In this very familiar painting we see the emaciated, elderly emissary of God boldly standing in juxtaposition to the corpulent, corrupt King Noah. Off to side we see the prideful priests patiently plotting the Prophet’s doom.
While the painting has all the correct characters, my most recent interpretation of this story would make each participant look quite different.
I believe that Abinidi, Amulon, and Alma were all part of the contingent of priests King Noah hired when he dismissed those appointed by his father. I say this because when Abinidi is on trial he knows exactly what the priests have been teaching the people.
Not only was he intimately familiar with their teachings, he clearly anticipated what questions they would ask as they interrogated him.
Also, after Abinidi’s first attempt to reclaim King Noah’s people, he has to return in disguise. This may well have been caused by his close association with the other of Noah’s priests. It is likely he was known by all to have been closely connected to the king.
This may have been why the people who first heard his words became so upset. Sure, Abinidi was telling them they needed to repent. That is never an easy thing to hear. But because of his previous association with King Noah, it was likely that they viewed Abinidi as a traitor and deserving of death.
So, I now see a young and vibrant Abinidi boldly standing before his peers and closest friends. This only enhances my esteem of this great prophet. It is one thing to be accused by people you don’t know, but it is entirely different to be judged by those who know you best.
Perhaps most important, Abinidi knew the cruel treachery of Amulon. My guess is that when God first called Abinidi to preach, Abinidi may be have been reluctant knowing that offending Amulon was akin to death.

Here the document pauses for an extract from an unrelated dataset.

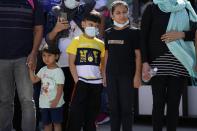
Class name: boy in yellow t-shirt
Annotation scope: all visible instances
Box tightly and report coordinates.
[66,11,105,131]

Abinidi obeyed God regardless of fearing for his own safety. In fact, he knew he would be killed.
But with the faith of Meshach, Shadrach, and Abednego, when facing Nebuchadnezzar’s fiery furnace, Abinidi also trusted God enough to know that if he were not rescued from the biting flames of hate, he would still gladly obey a God that would willingly atone for not only his sins, but for the sins of this who were once his friends – the very people who would kill him.